Well, versus the DAVE, which I also had on hand, we were very hard pressed to declare a winner with timbre accuracy, timing, instrument separation and speed. However, the Golden Gate was simply more holographic. So much so, that I'm sitting 10ft away from the speakers, and certain passages shocked me when it felt that I could reach out and touch the sound of an instrument. It was like turning on a light bulb in the room.

I then swapped out his $600 speaker cables for my $100 pair of Blue Jean cables. No difference. None that anybody could detect.

Yes, with the DAVE in-line it was extraordinary, too, only the massive amount of depth that was there seemed like 2D depth, as if the deep sound was a photo of the instrument, recessed in the sound field, opposed to the actual instrument.

I'm not saying that the DAVE sounded dead, only that the Golden Gate sounded more musical, for better or for worse, in the grand scheme of things.

Later we put his Class D amp back in, and it imparted a veil over the Lampi just as it did the DAVE.

I don't know. This is merely an anecdote. I know that the Chord DAVE is the best DAC on the planet for listening to headphones. Otherwise, now that I've changed focus, I'm not sure what else the DAVE is when it comes to speaker reproduction.

EDIT: to change screw-ups from typing on my phone.
 
Apr 17, 2017 at 5:07 PM Post #8,280 of 25,921
I did some search for the Lampizator Golden Gate, and although I know nothing about it apart from some component listing and review excerpts, I'm sure that it sounds great. I just had to see the tubes and the fine (silver-centric) components to think: Yes, that has to sound exceptional.
 
Actually I was going to reply it may have been a case of synergy, with the DAVE as just second best in this configuration, but now I think I understand even your differentiation between «resolving» and «transparent».
 
I think I would nevertheless prefer the DAVE for my sonic ideals, since I'm more or less done with tubes, as much as I like their characteristic. To my ears the DAVE's most striking strength is its imaging of spatial depth – thanks to the fantastic small-signal resolution. The Golden Gate with its even more pronounced depth (as you say) and an (assumed) liquid-smoothness making it more «musical» and ear-friendlier than even a DAVE would most likely be too much ear-friendliness and spectacularity to my taste. I simply cannot imagine that the DAVE's simplicistic output stage, its groundbreakingly low harmonic distortion and noise modulation figures can be beaten when it comes to accuracy and transparency.

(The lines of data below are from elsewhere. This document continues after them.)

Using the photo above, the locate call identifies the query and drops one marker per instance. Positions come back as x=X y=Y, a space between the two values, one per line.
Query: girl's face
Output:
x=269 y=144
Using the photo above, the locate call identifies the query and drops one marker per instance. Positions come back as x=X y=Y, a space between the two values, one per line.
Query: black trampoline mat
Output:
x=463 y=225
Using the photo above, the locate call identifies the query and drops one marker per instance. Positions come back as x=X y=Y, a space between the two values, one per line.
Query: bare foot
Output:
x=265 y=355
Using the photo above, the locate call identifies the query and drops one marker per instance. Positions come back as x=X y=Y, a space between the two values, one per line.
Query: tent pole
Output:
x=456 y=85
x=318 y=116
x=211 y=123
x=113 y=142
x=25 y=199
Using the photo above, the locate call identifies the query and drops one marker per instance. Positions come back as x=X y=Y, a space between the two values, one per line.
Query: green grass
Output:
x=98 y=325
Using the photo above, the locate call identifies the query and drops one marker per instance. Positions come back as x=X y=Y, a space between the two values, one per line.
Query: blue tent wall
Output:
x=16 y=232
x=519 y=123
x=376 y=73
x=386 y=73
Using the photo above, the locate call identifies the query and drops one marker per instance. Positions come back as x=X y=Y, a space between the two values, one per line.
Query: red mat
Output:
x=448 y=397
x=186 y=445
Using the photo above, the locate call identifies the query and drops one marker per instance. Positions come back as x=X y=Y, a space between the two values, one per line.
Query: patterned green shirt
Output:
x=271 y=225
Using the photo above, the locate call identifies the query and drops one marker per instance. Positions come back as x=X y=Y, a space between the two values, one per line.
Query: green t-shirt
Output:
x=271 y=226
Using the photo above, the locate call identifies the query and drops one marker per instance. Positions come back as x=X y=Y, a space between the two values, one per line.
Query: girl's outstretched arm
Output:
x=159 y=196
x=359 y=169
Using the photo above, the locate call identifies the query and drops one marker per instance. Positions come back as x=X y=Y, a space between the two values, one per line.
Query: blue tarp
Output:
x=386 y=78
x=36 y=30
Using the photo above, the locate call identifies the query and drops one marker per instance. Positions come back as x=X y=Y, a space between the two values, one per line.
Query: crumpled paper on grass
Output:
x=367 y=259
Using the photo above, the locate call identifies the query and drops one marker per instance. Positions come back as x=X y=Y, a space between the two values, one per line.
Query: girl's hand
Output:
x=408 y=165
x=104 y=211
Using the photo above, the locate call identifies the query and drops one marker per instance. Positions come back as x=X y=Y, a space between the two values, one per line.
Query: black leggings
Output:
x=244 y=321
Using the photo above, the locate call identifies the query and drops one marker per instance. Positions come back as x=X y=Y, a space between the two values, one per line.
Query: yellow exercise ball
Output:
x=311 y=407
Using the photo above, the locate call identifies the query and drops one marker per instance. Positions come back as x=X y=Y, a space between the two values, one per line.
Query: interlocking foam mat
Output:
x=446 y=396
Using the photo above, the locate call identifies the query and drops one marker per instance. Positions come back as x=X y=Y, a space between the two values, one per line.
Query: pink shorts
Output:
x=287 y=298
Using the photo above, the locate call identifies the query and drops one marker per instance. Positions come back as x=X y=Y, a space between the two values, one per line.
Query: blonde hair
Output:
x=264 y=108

So it seems the DAVE is not the best DAC for everyone, although better than most nonetheless.
 
However, I don't think transparency is the culprit, rather the way to get there: Combined with ultimate accuracy it may (still) be too much unforgivingness to some ears, although to my pair it is absolutely very, very friendly.
 
(A lot of speculation involved, but I hope you get what I mean.)